Chermoula spice is the ultimate complimentary seasoning for tender lamb and protein-rich chickpeas, and with hearty rice plus a cooling yoghurt, this bowl is a burst of flavour in every bite! We can't wait to dig in. *We’ve replaced the couscous in this recipe with jasmine rice due to local ingredient availability. It’ll be just as delicious, just follow your recipe card!*
1 packet
Jasmine rice
(May be present: Milk, Gluten, Sesame, Peanuts, Soy, Almond, Brazil Nut, Cashew, Macadamia, Pecan, Pistachio, Pine Nut, Walnut, Hazelnut)
1 sachet
Chicken-Style Stock Powder
2 packet
lamb mince
1 packet
Soffritto Mix
½ tin
chickpeas
1 packet
garlic paste
(May be present: Milk, Gluten, Sesame, Soy, Almond, Brazil Nut, Cashew, Macadamia, Pecan, Pistachio, Pine Nut, Walnut, Hazelnut, Eggs, Fish)
1 packet
tomato paste
1 sachet
chermoula spice blend
1 packet
Baby Leaves
1 packet
Greek-Style Yoghurt
(Contains: Milk; )
olive oil
¾ cup
boiling water
40 g
butter
(Contains: Milk; )
2 tsp
brown sugar
½ cup
water

• Boil the kettle. • In a medium heatproof bowl, add rice and chicken-style stock powder. Add the boiling water (3/4 cup for 2 people / 1 1/2 cups for 4 people) and half the butter and stir to combine. Immediately cover with a plate and leave for 5 minutes. Fluff up with a fork and set aside.

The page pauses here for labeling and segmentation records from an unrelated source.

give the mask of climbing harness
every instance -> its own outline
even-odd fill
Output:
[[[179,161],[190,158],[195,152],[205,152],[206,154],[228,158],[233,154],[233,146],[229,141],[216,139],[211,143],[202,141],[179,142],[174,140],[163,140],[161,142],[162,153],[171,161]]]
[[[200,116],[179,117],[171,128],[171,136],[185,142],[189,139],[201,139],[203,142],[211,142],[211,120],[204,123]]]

• In a large frying pan, heat a drizzle of olive oil over medium-high heat. Cook lamb mince and soffritto mix until just browned, 4-5 minutes (cook in batches if your pan is getting crowded). • Meanwhile, drain and rinse chickpeas (see ingredients).

• Add chickpeas, garlic paste, tomato paste and the brown sugar and cook, stirring, until fragrant, 1-2 minutes. • Add the water and remaining butter. Stir to combine and simmer until slightly reduced, 1 minute. • Add chermoula spice blend and baby leaves and stir to combine. Season to taste.

• Divide rice between bowls. • Top with chermoula beef and chickpeas. • Serve with Greek-style yoghurt. Enjoy!